Dietary Starch Improves Energy Content of the Diet

Starch represents a substantial fraction of dairy cattle diets, ranging from less than 20% (dry cow diets) to greater than 35% of lactating cow diets. Most of the dietary starch is supplied by cereal grains. Starch content of cereal grains ranges from 45% for oats to 72% for corn (DM basis). Forages vary in starch content from less than 15% of DM for alfalfa and perennial grass forages to as much as 35% for corn silage. Ruminal fermentation of starch is extremely variable from less than 50% to greater than 90% and is a function of the rate of fermentation and retention time of feed particles in the rumen.

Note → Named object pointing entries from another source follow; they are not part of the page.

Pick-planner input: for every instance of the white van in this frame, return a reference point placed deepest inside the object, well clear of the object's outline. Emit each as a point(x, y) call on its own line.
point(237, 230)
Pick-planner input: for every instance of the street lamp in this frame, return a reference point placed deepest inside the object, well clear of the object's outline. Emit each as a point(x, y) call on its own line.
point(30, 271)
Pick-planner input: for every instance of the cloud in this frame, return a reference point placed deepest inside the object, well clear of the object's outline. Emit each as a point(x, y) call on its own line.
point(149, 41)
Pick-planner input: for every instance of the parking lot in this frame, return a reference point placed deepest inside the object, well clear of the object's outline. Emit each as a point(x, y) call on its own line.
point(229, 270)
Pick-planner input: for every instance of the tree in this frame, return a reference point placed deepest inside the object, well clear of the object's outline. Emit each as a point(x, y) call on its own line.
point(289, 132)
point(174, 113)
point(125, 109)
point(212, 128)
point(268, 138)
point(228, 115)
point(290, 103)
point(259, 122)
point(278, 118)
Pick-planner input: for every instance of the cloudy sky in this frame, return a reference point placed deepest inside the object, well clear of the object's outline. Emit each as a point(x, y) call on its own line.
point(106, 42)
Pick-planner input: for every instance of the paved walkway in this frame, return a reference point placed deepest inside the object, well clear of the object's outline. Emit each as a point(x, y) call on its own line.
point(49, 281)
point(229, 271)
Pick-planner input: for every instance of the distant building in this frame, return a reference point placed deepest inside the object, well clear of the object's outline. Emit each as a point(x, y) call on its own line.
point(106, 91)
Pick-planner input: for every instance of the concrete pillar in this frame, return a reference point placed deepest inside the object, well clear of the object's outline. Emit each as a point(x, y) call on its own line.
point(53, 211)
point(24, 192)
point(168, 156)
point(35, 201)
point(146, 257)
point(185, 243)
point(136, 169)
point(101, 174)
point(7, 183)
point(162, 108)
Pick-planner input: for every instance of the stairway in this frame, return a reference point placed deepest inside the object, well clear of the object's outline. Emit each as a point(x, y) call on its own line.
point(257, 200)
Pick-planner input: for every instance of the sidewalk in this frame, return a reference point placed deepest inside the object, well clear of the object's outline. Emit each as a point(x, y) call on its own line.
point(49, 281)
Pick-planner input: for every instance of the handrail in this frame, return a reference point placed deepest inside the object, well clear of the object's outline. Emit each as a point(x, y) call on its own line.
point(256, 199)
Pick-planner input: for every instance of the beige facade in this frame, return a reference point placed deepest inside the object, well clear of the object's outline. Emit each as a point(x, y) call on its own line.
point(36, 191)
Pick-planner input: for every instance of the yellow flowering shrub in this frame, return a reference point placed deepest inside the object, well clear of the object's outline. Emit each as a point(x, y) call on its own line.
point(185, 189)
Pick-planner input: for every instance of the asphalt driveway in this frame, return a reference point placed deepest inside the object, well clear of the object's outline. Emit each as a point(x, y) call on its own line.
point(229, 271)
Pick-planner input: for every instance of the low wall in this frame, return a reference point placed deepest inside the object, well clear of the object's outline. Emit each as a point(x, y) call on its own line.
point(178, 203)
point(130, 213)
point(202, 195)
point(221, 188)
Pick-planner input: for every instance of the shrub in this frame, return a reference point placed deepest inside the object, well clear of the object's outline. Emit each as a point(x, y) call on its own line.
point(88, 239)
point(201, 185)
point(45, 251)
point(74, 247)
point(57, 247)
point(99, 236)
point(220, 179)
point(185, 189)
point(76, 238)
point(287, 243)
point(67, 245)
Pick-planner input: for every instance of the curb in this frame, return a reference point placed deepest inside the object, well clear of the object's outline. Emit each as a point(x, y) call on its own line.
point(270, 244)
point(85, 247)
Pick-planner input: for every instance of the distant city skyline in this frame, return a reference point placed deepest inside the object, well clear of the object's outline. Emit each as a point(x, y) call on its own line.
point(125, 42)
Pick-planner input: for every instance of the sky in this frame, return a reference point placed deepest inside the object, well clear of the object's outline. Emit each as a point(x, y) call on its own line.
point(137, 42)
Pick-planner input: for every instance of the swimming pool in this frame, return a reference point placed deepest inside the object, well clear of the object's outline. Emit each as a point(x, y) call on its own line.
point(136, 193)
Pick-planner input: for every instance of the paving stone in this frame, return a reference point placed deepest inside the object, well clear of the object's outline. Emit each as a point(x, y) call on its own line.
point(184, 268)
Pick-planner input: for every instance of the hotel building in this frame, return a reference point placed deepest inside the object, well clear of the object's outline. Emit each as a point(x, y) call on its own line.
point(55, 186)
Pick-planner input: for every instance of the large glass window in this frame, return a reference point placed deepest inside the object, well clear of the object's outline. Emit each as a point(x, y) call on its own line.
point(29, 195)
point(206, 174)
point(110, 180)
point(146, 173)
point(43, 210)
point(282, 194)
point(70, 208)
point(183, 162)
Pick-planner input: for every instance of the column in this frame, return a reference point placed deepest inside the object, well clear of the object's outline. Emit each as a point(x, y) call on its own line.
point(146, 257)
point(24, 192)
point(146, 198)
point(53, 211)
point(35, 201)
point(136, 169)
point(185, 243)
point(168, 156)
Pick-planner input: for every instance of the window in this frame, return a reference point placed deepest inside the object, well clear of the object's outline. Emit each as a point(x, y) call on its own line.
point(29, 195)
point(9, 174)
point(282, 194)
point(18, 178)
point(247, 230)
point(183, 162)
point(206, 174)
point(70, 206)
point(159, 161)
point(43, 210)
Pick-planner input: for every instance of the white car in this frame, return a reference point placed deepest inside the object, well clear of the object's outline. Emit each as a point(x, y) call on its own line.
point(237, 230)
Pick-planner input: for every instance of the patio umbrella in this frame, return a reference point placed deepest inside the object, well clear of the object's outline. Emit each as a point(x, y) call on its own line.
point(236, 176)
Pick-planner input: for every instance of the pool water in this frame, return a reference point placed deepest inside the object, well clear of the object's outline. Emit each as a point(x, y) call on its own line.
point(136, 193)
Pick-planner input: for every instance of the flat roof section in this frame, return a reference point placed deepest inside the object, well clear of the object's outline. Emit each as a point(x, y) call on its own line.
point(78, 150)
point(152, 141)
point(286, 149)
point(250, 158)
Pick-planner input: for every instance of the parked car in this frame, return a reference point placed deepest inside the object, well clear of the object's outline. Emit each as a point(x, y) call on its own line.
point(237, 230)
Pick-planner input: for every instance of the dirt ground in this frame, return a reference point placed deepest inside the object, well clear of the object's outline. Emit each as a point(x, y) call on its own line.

To increase energy intake by lactating dairy cattle, feeds high in starch are commonly substituted for fibrous forages and other feeds. Additionally, when diets higher in starchy grains, and consequently lower in NDF, are fed to lactating cows, the DM intake (DMI) usually increases (Allen, 2000).

The apparent digestibility of starch is approximately twice that of NDF when fed to dairy cows and should increase the energy content of the diet (Firkins et al., 2001). But the actual increase in energy content of the diet may be less than predicted when starchy concentrates replace forages (Weiss and Shockey, 1991). Why is this response observed? When starch replaces dietary forage fiber, total tract digestion of NDF is often reduced (summarized well by Beckman and Weiss, 2005). A similar response has been observed when corn silage was rolled to increase ruminal starch digestibility and simultaneously ruminal NDF digestion was reduced (Fanning et al., 2002). In many feeding situations, increasing the amount of dietary starch will reduce NDF content and thereby increase the probability of negative associative effects of starch on NDF digestion (Firkins et al., 2001).

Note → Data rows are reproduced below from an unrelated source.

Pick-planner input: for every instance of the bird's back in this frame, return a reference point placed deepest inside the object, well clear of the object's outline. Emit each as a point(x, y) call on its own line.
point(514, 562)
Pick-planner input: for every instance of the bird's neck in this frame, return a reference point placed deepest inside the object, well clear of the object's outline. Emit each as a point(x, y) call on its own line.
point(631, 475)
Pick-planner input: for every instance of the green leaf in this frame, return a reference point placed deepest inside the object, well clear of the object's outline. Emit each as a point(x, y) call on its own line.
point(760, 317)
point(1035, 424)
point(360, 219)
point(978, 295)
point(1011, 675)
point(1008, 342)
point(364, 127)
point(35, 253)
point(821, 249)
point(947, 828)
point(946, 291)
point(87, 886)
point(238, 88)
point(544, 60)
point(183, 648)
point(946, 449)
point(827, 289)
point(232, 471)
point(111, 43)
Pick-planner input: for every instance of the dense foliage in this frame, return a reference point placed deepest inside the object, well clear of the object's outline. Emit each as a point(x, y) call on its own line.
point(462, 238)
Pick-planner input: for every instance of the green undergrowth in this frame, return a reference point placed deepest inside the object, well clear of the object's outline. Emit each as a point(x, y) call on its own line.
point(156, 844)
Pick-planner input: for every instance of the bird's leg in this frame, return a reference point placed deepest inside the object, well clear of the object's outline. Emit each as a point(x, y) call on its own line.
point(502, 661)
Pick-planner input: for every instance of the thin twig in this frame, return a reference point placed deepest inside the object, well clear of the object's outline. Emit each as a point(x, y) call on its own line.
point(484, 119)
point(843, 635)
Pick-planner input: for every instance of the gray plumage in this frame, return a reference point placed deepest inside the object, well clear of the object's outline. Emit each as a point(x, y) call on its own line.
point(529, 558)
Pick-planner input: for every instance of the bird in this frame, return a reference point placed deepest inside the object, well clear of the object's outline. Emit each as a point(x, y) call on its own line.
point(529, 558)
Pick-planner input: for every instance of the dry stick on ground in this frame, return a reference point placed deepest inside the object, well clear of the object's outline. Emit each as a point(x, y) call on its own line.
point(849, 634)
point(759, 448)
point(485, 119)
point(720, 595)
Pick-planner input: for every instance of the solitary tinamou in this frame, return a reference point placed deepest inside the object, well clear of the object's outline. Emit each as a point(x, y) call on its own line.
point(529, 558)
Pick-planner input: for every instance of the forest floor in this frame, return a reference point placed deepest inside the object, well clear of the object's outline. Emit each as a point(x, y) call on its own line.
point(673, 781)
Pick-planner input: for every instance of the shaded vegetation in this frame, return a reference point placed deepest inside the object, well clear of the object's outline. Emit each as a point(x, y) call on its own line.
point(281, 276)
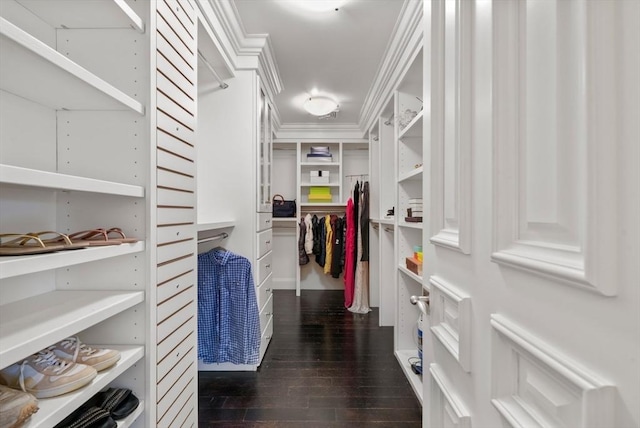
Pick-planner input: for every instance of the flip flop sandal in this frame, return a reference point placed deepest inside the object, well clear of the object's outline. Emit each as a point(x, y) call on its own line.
point(122, 238)
point(61, 239)
point(26, 244)
point(94, 237)
point(88, 417)
point(119, 402)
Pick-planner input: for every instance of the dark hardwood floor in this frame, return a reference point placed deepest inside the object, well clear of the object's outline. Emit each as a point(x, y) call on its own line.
point(325, 367)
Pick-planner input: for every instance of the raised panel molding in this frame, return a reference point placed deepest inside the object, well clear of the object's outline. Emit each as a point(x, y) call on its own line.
point(445, 407)
point(451, 320)
point(535, 385)
point(555, 141)
point(451, 135)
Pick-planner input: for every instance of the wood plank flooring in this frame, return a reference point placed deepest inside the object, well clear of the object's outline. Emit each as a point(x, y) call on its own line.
point(325, 367)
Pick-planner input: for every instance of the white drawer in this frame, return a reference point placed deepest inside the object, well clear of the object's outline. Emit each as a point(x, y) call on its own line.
point(263, 268)
point(264, 242)
point(264, 221)
point(266, 314)
point(267, 333)
point(264, 291)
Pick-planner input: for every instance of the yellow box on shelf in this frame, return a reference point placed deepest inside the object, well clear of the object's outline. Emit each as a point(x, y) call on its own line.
point(320, 190)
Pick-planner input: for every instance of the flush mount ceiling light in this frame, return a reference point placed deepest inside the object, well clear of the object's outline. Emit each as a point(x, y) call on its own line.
point(320, 105)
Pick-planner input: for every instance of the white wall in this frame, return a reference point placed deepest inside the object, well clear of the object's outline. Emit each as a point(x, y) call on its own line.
point(593, 325)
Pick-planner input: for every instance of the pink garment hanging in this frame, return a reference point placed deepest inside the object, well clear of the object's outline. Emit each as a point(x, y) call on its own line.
point(349, 257)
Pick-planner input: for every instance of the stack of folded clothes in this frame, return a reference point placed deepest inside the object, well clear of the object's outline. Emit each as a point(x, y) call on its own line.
point(319, 154)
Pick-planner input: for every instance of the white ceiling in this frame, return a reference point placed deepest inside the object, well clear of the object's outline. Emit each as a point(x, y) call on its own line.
point(336, 52)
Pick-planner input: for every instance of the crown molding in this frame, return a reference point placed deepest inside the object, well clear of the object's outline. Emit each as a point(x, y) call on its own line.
point(405, 42)
point(316, 130)
point(245, 51)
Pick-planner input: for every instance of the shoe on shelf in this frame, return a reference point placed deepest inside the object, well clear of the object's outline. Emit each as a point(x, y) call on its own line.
point(46, 375)
point(72, 349)
point(88, 417)
point(15, 407)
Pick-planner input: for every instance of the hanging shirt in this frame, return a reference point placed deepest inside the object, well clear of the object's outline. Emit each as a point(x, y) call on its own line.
point(349, 256)
point(309, 238)
point(228, 317)
point(328, 244)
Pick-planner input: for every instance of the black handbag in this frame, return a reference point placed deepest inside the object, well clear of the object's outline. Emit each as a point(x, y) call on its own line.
point(282, 208)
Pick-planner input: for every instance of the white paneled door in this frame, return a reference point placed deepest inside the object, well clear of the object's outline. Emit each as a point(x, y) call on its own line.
point(533, 249)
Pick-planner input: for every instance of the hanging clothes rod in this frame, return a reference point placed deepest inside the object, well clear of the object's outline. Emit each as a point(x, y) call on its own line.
point(212, 70)
point(223, 235)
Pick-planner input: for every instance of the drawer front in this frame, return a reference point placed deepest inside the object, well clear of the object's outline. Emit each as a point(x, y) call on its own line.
point(264, 221)
point(263, 268)
point(266, 313)
point(265, 291)
point(264, 242)
point(266, 338)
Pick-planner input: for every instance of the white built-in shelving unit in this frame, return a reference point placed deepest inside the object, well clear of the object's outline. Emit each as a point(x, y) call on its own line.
point(74, 157)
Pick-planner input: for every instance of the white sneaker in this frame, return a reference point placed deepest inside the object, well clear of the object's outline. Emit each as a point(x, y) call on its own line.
point(46, 375)
point(72, 349)
point(15, 407)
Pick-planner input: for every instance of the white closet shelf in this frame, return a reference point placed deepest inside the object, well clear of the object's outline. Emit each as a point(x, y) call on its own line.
point(32, 324)
point(22, 265)
point(319, 184)
point(51, 180)
point(35, 71)
point(416, 225)
point(403, 357)
point(86, 14)
point(413, 128)
point(53, 410)
point(414, 174)
point(319, 163)
point(213, 225)
point(410, 274)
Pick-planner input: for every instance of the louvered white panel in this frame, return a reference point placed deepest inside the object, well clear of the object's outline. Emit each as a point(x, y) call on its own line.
point(176, 198)
point(171, 179)
point(171, 270)
point(178, 370)
point(185, 346)
point(184, 13)
point(170, 405)
point(167, 68)
point(175, 44)
point(167, 53)
point(175, 93)
point(176, 163)
point(175, 215)
point(174, 110)
point(179, 139)
point(186, 44)
point(174, 233)
point(167, 253)
point(175, 303)
point(175, 285)
point(168, 326)
point(166, 346)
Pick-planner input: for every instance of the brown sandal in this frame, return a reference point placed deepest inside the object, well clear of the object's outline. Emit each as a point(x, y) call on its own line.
point(26, 244)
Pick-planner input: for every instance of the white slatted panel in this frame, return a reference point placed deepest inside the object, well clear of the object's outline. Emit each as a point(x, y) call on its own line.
point(176, 232)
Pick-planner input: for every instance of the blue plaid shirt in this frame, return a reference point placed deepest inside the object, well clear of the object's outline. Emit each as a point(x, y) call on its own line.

Nonfiber Carbohydrate or Starch and Sugars?

Routine analysis of the NFC fractions is new for commercial testing laboratories. But it is important to develop routine analyses for these fractions as they become more routinely used in ration formulation. Interestingly, a recent survey of nutritionists and consultants in the United States revealed that approximately 54% of them thought that an NFC or nonstructural carbohydrate (NSC) value was as good as individual starch or sugar analyses for ration formulation (L. Chase, Cornell University, 2005, personal communication). This response among consultants is likely to change as we learn more about starch and other NFC fraction utilization by cattle and more complex models are routinely used to formulate diets and predict animal response.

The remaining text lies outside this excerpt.